I'm trying to understand weird packet drop issue when joining particular multicast group.
I think this issue is related to patch introduced in kernel ver 2.6.37
Beginning with kernel 2.6.37, it has been changed the meaning of dropped
packet count. Before, dropped packets was most likely due to an error.
Now, the rx_dropped counter shows statistics for dropped frames because
of:
Softnet backlog full -- (Measured from /proc/net/softnet_stat)
Bad / Unintended VLAN tags
Unknown / Unregistered protocols
IPv6 frames when the server is not configured for IPv6
If any frames meet those conditions, they are dropped before the
protocol stack and the rx_dropped counter is incremented.
On a clean SLES11 SP3 I managed to reproduce this by joining STP multicast group (01:80:c2:00:00:00).
Without any changes, there's no packet drops in /proc/net/dev
(RX) or netstat -i
because my system has not joined STP multicast group (so ignoring packets).
When I join the STP multicast group I can see packet drops (1 packet every 2 secs) which I believe are dropped due to the patch introduced in kernel 2.6.37 (Unknown/Unregistered Protocols) and this is ok.
hostname:~ # ip maddr add 01:80:c2:00:00:00 dev eth1
My understanding is that When I modprobe llc/stp module into kernel it recognizes the protocol and therefore stops dropping the packets (tests prove that I am right).
Modprobing llc
or stp
module (depends on llc) "fixes" dropped packet issue.
Now, the question:
I have an application that joins multiple multicast groups when started.
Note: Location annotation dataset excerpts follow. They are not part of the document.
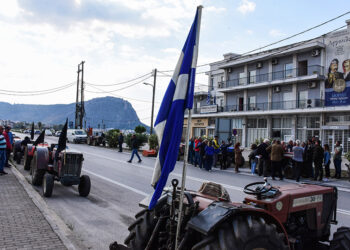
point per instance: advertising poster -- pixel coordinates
(337, 85)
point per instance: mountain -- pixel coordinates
(110, 111)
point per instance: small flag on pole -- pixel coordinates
(178, 97)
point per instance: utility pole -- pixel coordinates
(79, 105)
(154, 91)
And for some reason one particular join triggers dropped packet issue (1 packet per 2 seconds).
The problem is, it is not stp multicast address 01:80:c2:00:00:00
but a totally different one (01:00:5e:46:ac:04 aka 239.70.172.4
).
Inserting llc/stp module "fixes" dropped packet counter increment. All other multicast groups do not cause this problem e.g. (01:00:5e:46:ac:02
) and also many others.
STP frames are the only one that appear on the interface every 2 seconds but their destination MAC address is 01:80:c2:00:00:00.
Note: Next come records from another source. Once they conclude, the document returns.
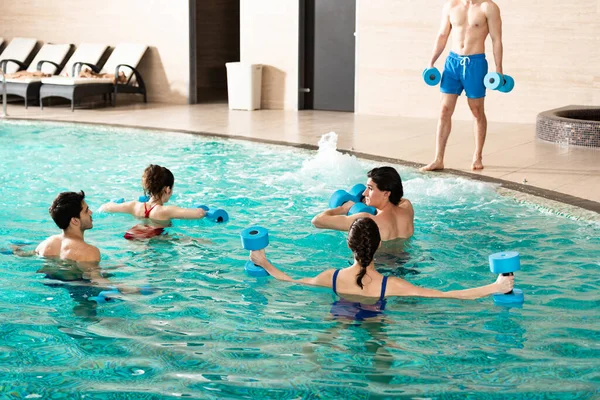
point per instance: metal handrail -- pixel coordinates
(4, 114)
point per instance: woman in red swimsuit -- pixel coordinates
(363, 290)
(158, 183)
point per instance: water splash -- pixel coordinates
(328, 169)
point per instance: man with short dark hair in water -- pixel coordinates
(71, 213)
(81, 268)
(470, 22)
(395, 215)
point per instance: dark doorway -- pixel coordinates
(327, 54)
(214, 41)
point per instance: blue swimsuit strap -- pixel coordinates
(383, 285)
(334, 279)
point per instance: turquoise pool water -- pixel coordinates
(210, 331)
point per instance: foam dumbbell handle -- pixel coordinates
(215, 214)
(105, 295)
(508, 84)
(146, 290)
(356, 191)
(508, 274)
(340, 197)
(361, 207)
(432, 76)
(255, 270)
(506, 263)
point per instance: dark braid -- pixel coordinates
(155, 178)
(363, 240)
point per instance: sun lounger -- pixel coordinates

00:21:1b:4f:a3:bf > 01:80:c2:00:00:00, 802.3, length 119: LLC, dsap STP (0x42) Individual, ssap STP (0x42) Command, ctrl 0x03: STP 802.1s, Rapid STP, CIST Flags [Learn, Forward]
How is this possible? Why would 01:00:5e:46:ac:04 multicast group trigger this behaviour, like it would be somehow related to STP group and let frames/packets pass further through the stack?